- Born: 23 May 1929 Bucharest, Romania
- Died: 6 September 2011 (aged 82) London, England, United Kingdom
- Other names: Businessperson, philanthropist
- Known for: Dan David Foundation and Prize

= Dan David (businessman) =

Romanian-Israeli businessman

Dan David (דן דוד; ‎23 May 1929 – 6 September 2011) was a Romanian-born Israeli businessman and philanthropist.

==Biography==
Dan David was born to a Jewish family in Bucharest, Romania. He joined a Zionist youth movement at the age of 16. After studying economics at university, he worked for Romanian television and became a press photographer. In 1958, his newspaper asked him to travel to West Germany on an assignment. When he requested an exit permit, he was accused of being a Zionist activist and was fired from his job.

He left Romania for Paris in August 1960, later settling in Israel. The following year, he traveled to Europe.

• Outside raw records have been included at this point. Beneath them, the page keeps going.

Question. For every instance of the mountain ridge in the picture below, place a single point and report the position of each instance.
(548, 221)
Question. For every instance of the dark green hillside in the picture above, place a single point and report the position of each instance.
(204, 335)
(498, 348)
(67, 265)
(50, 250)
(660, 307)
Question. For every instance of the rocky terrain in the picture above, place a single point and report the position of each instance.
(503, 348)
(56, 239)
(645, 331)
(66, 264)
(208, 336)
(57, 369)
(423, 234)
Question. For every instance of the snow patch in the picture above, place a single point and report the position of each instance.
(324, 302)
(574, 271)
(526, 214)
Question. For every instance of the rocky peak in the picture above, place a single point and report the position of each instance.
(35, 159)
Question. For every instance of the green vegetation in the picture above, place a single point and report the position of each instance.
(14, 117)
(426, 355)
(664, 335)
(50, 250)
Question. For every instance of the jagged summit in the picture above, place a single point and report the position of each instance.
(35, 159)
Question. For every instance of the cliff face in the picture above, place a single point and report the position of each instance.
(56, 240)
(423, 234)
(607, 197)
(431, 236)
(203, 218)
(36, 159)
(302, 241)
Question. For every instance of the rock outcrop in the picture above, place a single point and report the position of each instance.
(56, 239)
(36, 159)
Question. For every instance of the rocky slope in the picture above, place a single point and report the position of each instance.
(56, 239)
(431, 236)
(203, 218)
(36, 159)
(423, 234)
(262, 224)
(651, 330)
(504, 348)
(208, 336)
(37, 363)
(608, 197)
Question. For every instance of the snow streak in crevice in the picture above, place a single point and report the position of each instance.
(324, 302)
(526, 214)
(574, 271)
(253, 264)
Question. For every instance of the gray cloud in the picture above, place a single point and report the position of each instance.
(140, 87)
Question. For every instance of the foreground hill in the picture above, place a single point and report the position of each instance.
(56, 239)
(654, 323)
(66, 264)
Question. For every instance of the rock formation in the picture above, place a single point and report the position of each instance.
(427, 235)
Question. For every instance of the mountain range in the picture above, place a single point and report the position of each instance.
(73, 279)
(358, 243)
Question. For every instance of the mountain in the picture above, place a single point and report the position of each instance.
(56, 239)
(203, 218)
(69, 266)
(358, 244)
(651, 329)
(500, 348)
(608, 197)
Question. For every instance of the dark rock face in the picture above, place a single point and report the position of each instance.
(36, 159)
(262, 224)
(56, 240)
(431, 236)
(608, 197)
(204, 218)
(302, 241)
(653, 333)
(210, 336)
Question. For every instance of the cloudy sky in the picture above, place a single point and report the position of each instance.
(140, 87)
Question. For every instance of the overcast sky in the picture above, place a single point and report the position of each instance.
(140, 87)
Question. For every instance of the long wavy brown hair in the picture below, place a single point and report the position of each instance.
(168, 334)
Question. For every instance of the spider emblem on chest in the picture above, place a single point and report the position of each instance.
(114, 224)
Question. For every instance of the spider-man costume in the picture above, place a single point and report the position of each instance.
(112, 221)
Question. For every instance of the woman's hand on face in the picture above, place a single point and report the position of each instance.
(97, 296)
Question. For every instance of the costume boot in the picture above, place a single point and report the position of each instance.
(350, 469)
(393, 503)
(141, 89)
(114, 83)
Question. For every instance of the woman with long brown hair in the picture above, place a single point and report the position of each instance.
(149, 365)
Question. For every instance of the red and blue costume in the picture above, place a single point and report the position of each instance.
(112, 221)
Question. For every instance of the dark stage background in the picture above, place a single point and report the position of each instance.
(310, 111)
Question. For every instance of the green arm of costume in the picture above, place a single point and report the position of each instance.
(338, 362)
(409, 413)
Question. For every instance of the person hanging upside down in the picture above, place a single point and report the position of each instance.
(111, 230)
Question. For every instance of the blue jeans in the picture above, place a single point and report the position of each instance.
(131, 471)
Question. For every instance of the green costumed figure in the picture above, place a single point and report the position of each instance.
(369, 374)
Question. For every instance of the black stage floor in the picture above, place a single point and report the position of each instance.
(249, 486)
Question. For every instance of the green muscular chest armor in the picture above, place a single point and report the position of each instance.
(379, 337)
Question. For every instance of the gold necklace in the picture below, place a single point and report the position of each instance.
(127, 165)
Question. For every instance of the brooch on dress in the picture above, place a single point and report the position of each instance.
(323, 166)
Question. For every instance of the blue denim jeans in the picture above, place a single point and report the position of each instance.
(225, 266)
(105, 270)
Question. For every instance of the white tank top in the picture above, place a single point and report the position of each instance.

David died in London on 6 September 2011.

==Business career==
With a $200,000 loan from a cousin, he won the franchise for Photo-Me International automated photography booths in certain countries. He opened branches in Israel, Spain, Romania and Italy, eventually taking over the company. When David was chairman of Photo-Me in 1999, his and board-member Serge Crasnianski's shares were valued at 210 and 200 million pounds, respectively.

==Dan David Prize==
In 2000, David founded the Dan David Foundation with a $100 million endowment. The Foundation awards the Dan David Prize (first awarded in 2002), which is headquartered at Tel Aviv University. For its first 20 years, the prize consisted of three $1 million awards granted in rotating fields of the sciences and the humanities. In 2021, the Foundation announced it was redesigning the prize to focus on history and other disciplines that study the past, granting up to nine awards of $300,000 to early- and mid-career researchers in those fields.

==Commemoration==
The Dan David Center for Human Evolution and Biohistory Research was inaugurated on 25 November 2018, in Dan David's memory. The Center is affiliated with both the Sackler Faculty of Medicine and the Steinhardt Museum of Natural History, where its laboratories and facilities encompass over 1200 meters squared. The facilities include a micro-CT as well as histological and ancient DNA laboratories. The Center also houses Israel's national fossil collection, and a museum exhibit on human biological and cultural evolution.